De modo geral, a cultura do congo é familiar, ou seja, o mestre ensina um parente próximo para dar continuidade a banda. No entanto, os mestres encontram muitas dificuldades em passar adiante os ensinamentos do congo para as novas gerações.
Para o mestre Naio, a principal dificuldade está no desinteresse das novas gerações em se conectar com sua ancestralidade ou com a cultura popular, consequência também de uma política de apagamento social dessa cultura. “Se a criança ou o jovem não tiver inserido numa escola, numa comunidade do congo, dificilmente ele vai se interessar pela cultura. Lá na nossa comunidade de São Sebastião (Barra do Jucu), a gente começou plantando a sementinha na garotada e isso vem crescendo”, destaca enquanto aponta para o jovem da banda a quem passa seus ensinamentos.
A falta de valorização da cultura popular, consequência da ausência de políticas públicas eficazes, afasta o interesse dos jovens e ameaça a continuidade dessas práticas ancestrais. Para Lena Cogo, essas políticas podem contribuir tanto para o apagamento quanto para a preservação do Congo, dependendo de como são elaboradas e implementadas. Por isso, desde que começou atuar como agente cultural e gestora pública, se dedica a aproximar essas comunidades das leis de fomento à cultura.
“Quando eu entrei no universo do poder público, eu já atuava na sociedade civil, eu sempre fui comunitária. Por isso reforço que as políticas públicas de cultura tem que ser políticas públicas de estado e não de governo, para que sejam continuamente aprimoradas”, afirma.
Lena compõe a comissão de Cultura da Assembleia Legislativa do Espírito Santo (ALES), que tem pautado a construção de políticas públicas mais efetivas e acessíveis para grupos de cultura popular. A agente cultural destaca que a falta de estrutura organizacional e o acesso limitado a recursos financeiros representam obstáculos significativos para a continuidade de tradições culturais como o Congo no Espírito Santo. Um exemplo claro é a dificuldade na gestão de recursos pelas bandas de Congo, resultado da ausência de uma estrutura administrativa sólida e da falta de familiaridade com trâmites burocráticos e gestão financeira, que dificultam a obtenção e administração de recursos, mesmo quando estes são disponibilizados.

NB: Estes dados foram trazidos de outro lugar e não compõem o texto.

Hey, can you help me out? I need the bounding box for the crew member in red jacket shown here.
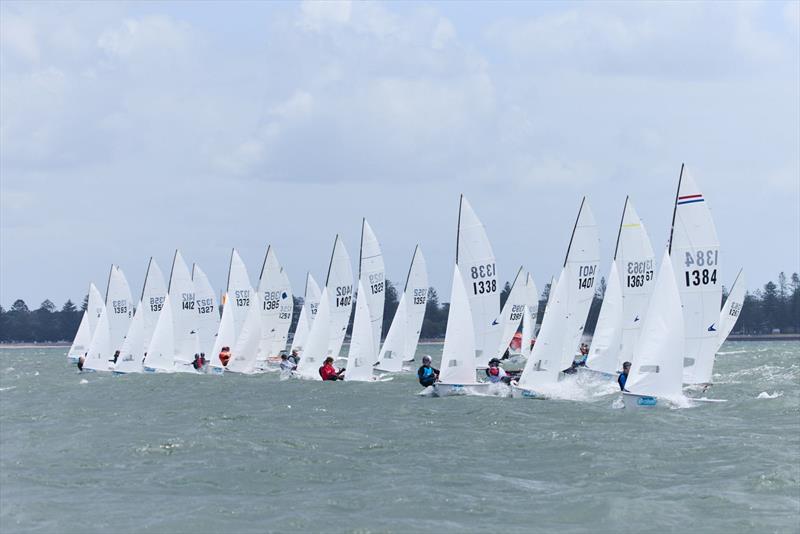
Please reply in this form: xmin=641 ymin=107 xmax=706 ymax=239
xmin=319 ymin=356 xmax=344 ymax=380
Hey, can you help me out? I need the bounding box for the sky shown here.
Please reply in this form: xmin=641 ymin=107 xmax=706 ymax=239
xmin=0 ymin=1 xmax=800 ymax=308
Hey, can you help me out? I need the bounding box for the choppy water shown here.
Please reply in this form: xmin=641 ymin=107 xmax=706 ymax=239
xmin=0 ymin=342 xmax=800 ymax=533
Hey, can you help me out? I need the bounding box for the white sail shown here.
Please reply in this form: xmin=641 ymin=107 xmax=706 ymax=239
xmin=324 ymin=235 xmax=353 ymax=358
xmin=227 ymin=292 xmax=262 ymax=373
xmin=439 ymin=264 xmax=477 ymax=385
xmin=614 ymin=198 xmax=656 ymax=369
xmin=715 ymin=269 xmax=747 ymax=352
xmin=344 ymin=280 xmax=378 ymax=382
xmin=224 ymin=249 xmax=253 ymax=342
xmin=83 ymin=308 xmax=114 ymax=371
xmin=358 ymin=219 xmax=386 ymax=352
xmin=67 ymin=284 xmax=103 ymax=361
xmin=106 ymin=265 xmax=133 ymax=355
xmin=292 ymin=273 xmax=320 ymax=351
xmin=669 ymin=167 xmax=722 ymax=384
xmin=378 ymin=245 xmax=428 ymax=373
xmin=192 ymin=263 xmax=219 ymax=359
xmin=144 ymin=294 xmax=175 ymax=373
xmin=625 ymin=253 xmax=684 ymax=399
xmin=478 ymin=267 xmax=528 ymax=365
xmin=114 ymin=304 xmax=145 ymax=373
xmin=297 ymin=288 xmax=331 ymax=380
xmin=270 ymin=267 xmax=294 ymax=355
xmin=456 ymin=195 xmax=502 ymax=365
xmin=258 ymin=246 xmax=287 ymax=361
xmin=140 ymin=258 xmax=167 ymax=356
xmin=209 ymin=295 xmax=236 ymax=373
xmin=586 ymin=261 xmax=623 ymax=374
xmin=520 ymin=198 xmax=600 ymax=388
xmin=169 ymin=250 xmax=200 ymax=365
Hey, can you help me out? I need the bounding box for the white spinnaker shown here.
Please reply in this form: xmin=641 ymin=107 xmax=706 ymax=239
xmin=270 ymin=267 xmax=294 ymax=355
xmin=228 ymin=292 xmax=262 ymax=374
xmin=324 ymin=235 xmax=353 ymax=358
xmin=114 ymin=304 xmax=145 ymax=373
xmin=488 ymin=267 xmax=528 ymax=365
xmin=258 ymin=246 xmax=284 ymax=361
xmin=456 ymin=195 xmax=502 ymax=365
xmin=140 ymin=258 xmax=167 ymax=356
xmin=378 ymin=245 xmax=428 ymax=373
xmin=519 ymin=269 xmax=568 ymax=388
xmin=358 ymin=219 xmax=386 ymax=350
xmin=209 ymin=295 xmax=236 ymax=370
xmin=520 ymin=198 xmax=600 ymax=387
xmin=669 ymin=167 xmax=722 ymax=384
xmin=292 ymin=273 xmax=321 ymax=351
xmin=586 ymin=261 xmax=622 ymax=374
xmin=344 ymin=280 xmax=378 ymax=382
xmin=614 ymin=198 xmax=656 ymax=368
xmin=106 ymin=265 xmax=133 ymax=355
xmin=144 ymin=294 xmax=175 ymax=373
xmin=225 ymin=249 xmax=253 ymax=337
xmin=83 ymin=309 xmax=114 ymax=371
xmin=297 ymin=288 xmax=331 ymax=380
xmin=169 ymin=250 xmax=199 ymax=365
xmin=716 ymin=269 xmax=747 ymax=352
xmin=439 ymin=264 xmax=477 ymax=385
xmin=625 ymin=252 xmax=684 ymax=399
xmin=67 ymin=284 xmax=103 ymax=360
xmin=192 ymin=263 xmax=219 ymax=359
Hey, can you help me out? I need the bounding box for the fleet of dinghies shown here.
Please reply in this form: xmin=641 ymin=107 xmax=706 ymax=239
xmin=67 ymin=166 xmax=745 ymax=408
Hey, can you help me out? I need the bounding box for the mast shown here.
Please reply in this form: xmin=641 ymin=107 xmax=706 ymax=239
xmin=669 ymin=163 xmax=684 ymax=256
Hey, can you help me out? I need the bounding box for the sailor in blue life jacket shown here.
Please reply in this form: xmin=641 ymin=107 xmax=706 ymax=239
xmin=417 ymin=354 xmax=439 ymax=387
xmin=617 ymin=362 xmax=631 ymax=391
xmin=486 ymin=358 xmax=508 ymax=384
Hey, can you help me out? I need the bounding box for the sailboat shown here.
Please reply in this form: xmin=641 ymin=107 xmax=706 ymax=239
xmin=294 ymin=287 xmax=331 ymax=380
xmin=168 ymin=250 xmax=200 ymax=373
xmin=432 ymin=264 xmax=490 ymax=397
xmin=622 ymin=252 xmax=685 ymax=409
xmin=192 ymin=263 xmax=219 ymax=360
xmin=512 ymin=198 xmax=599 ymax=398
xmin=715 ymin=269 xmax=747 ymax=352
xmin=581 ymin=197 xmax=655 ymax=378
xmin=669 ymin=165 xmax=722 ymax=386
xmin=256 ymin=246 xmax=292 ymax=369
xmin=292 ymin=273 xmax=321 ymax=352
xmin=142 ymin=293 xmax=175 ymax=373
xmin=324 ymin=235 xmax=353 ymax=358
xmin=114 ymin=258 xmax=167 ymax=374
xmin=67 ymin=284 xmax=103 ymax=363
xmin=376 ymin=245 xmax=428 ymax=373
xmin=354 ymin=218 xmax=386 ymax=354
xmin=456 ymin=195 xmax=502 ymax=367
xmin=344 ymin=280 xmax=378 ymax=382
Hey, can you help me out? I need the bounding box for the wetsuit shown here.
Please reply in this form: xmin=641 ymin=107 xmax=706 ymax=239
xmin=417 ymin=365 xmax=439 ymax=387
xmin=617 ymin=373 xmax=628 ymax=391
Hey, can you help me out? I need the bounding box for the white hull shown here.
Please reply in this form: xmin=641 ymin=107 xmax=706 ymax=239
xmin=433 ymin=382 xmax=491 ymax=397
xmin=622 ymin=392 xmax=664 ymax=410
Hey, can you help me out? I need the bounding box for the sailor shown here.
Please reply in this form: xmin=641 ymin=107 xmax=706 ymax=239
xmin=281 ymin=353 xmax=297 ymax=371
xmin=486 ymin=358 xmax=508 ymax=384
xmin=219 ymin=347 xmax=231 ymax=367
xmin=417 ymin=354 xmax=439 ymax=387
xmin=617 ymin=362 xmax=631 ymax=391
xmin=319 ymin=356 xmax=344 ymax=380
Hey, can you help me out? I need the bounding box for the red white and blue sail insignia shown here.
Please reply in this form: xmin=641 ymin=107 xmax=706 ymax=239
xmin=678 ymin=195 xmax=705 ymax=206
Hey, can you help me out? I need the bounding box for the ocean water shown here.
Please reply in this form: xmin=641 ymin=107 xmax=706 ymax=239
xmin=0 ymin=342 xmax=800 ymax=533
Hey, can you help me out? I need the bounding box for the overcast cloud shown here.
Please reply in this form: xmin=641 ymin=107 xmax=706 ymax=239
xmin=0 ymin=2 xmax=800 ymax=307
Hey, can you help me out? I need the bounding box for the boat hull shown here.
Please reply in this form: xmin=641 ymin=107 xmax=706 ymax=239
xmin=622 ymin=391 xmax=663 ymax=410
xmin=433 ymin=383 xmax=490 ymax=397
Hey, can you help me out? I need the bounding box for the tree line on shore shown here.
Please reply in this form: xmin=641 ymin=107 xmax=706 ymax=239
xmin=0 ymin=272 xmax=800 ymax=343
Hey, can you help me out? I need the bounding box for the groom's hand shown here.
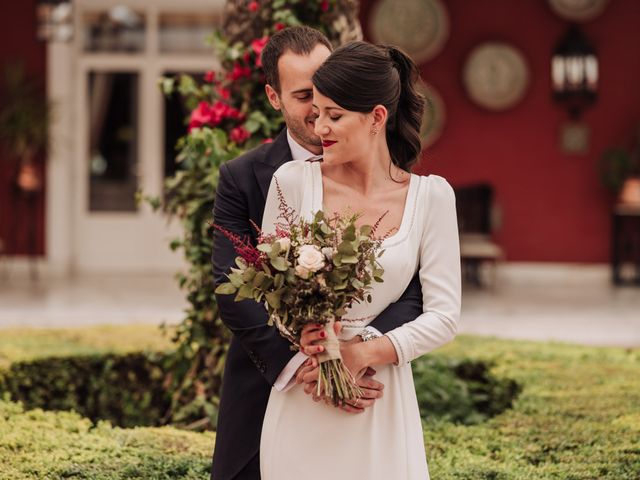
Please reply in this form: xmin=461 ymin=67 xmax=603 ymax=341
xmin=296 ymin=362 xmax=384 ymax=413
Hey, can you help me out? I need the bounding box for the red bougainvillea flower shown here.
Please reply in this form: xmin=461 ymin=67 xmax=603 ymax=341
xmin=217 ymin=87 xmax=231 ymax=100
xmin=251 ymin=35 xmax=269 ymax=67
xmin=188 ymin=102 xmax=211 ymax=132
xmin=229 ymin=126 xmax=251 ymax=145
xmin=211 ymin=223 xmax=265 ymax=268
xmin=229 ymin=62 xmax=251 ymax=81
xmin=189 ymin=100 xmax=244 ymax=131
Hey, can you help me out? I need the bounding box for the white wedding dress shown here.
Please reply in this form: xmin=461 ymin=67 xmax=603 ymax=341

Esse problema se agrava com a falta de investimento na formação de gestores culturais dentro das próprias comunidades. “A capacitação de membros da comunidade para lidar com os aspectos administrativos e financeiros de um grupo cultural é fundamental para garantir a sustentabilidade da tradição”, afirma.
As batidas do símbolo cultural esquecido pelo colonialismo regional
No Espírito Santo, a diversidade étnica e cultural culminam em tradições trazidas pelos povos europeus como os italianos, pomeranos, alemães e holandeses nas cidades da região serrana do estado, como em Santa Teresa e Domingos Martins, cidades que mantêm algumas dessas tradições vivas. Além da região metropolitana, essas cidades estão sempre em evidência nas rotas turísticas do estado, e possuem eventos culturais que atraem pessoas de todo o país, entre eles a Festa do Imigrante Italiano e o Festival Cultural da Imigração Alemã.
Embora a Festa de São Benedito seja a principal celebração de tradição afro-brasileira e indígena no estado, as regiões tradicionais do congo não ganham tanta evidência no turismo capixaba. Para Lena Cogo, é a herança de preconceito ideológico que afeta a valorização do Congo e contribui com seu apagamento enquanto cultura que representa o Espírito Santo.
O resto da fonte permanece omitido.